More information about these and other factors are described under the caption "Risk Factors" in Castle Brands’ Annual Report on Form 10-K for the year ended March 31, 2019 and other reports Castle Brands files with the SEC as well as the tender offer documents to be filed by Pernod Ricard and Castle Brands. Except as specifically noted, information on, or accessible from, any website to which this press release contains a hyperlink is not incorporated by reference into this press release and does not constitute a part of this press release.

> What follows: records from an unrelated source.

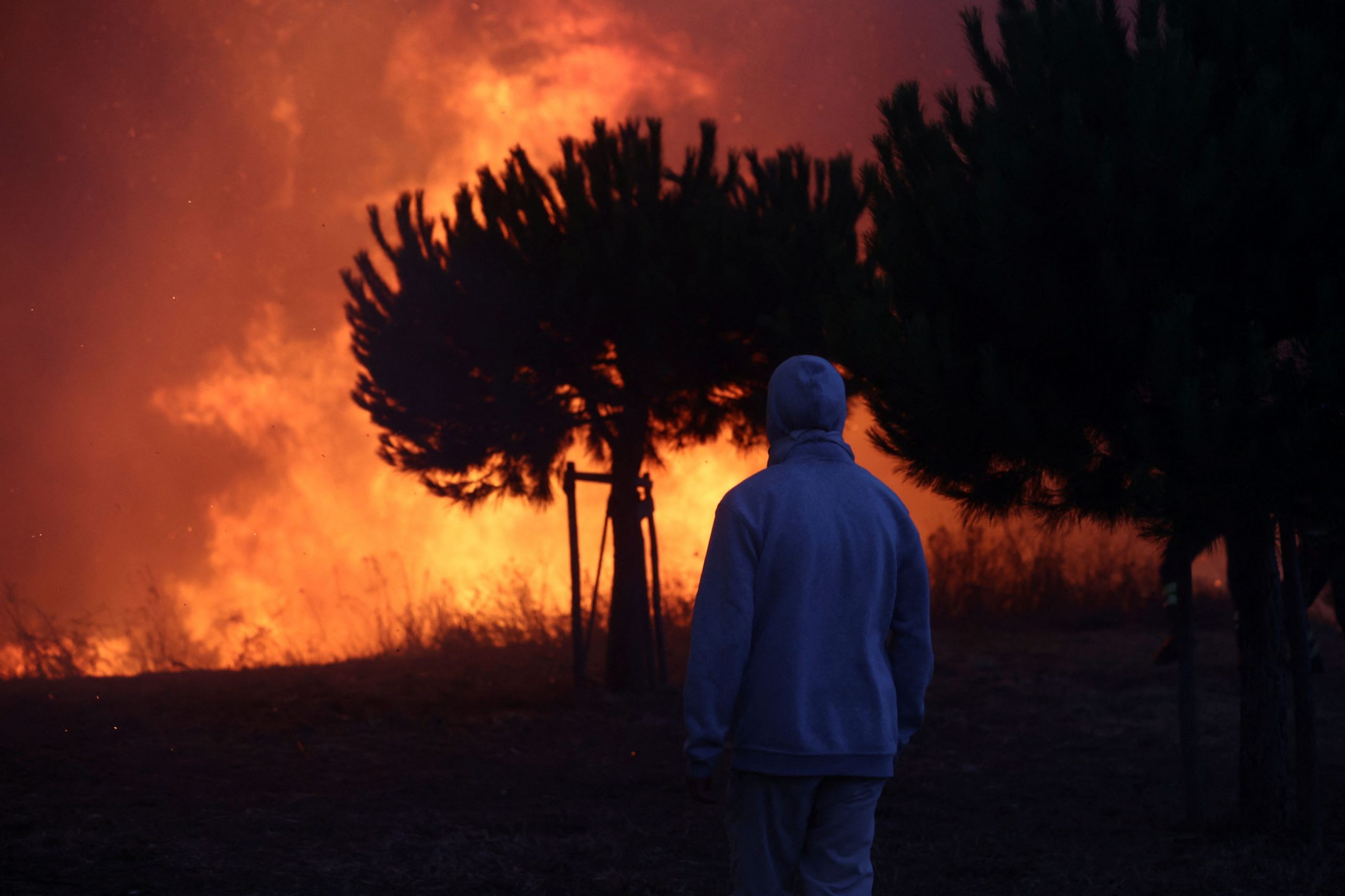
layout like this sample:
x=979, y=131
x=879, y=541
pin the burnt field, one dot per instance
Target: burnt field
x=1048, y=765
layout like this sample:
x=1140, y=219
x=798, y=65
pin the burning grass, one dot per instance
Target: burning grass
x=979, y=575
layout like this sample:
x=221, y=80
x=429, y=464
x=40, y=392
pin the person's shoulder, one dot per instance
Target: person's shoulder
x=882, y=489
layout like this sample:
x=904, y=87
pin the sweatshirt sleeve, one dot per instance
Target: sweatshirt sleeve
x=721, y=637
x=909, y=646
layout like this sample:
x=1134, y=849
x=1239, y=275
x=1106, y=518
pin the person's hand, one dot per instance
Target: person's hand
x=700, y=789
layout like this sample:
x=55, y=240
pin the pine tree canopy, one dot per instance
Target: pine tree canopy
x=1113, y=284
x=618, y=298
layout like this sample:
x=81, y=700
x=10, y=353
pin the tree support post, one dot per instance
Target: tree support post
x=580, y=642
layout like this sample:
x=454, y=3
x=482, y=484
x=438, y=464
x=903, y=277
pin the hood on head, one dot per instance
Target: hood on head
x=805, y=393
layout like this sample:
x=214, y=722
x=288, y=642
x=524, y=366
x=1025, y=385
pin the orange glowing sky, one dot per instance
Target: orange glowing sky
x=183, y=183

No assurances can be given that any of the events anticipated by the forward-looking statements will transpire or occur, or if any of them do occur, what impact they will have on the results of operations or financial condition of Pernod Ricard or Castle Brands. Neither Pernod Ricard nor Castle Brands assumes any duty to update or revise forward-looking statements, whether as a result of new information, future events or otherwise, as of any future date. All forward-looking statements in this communication are qualified in their entirety by this cautionary statement.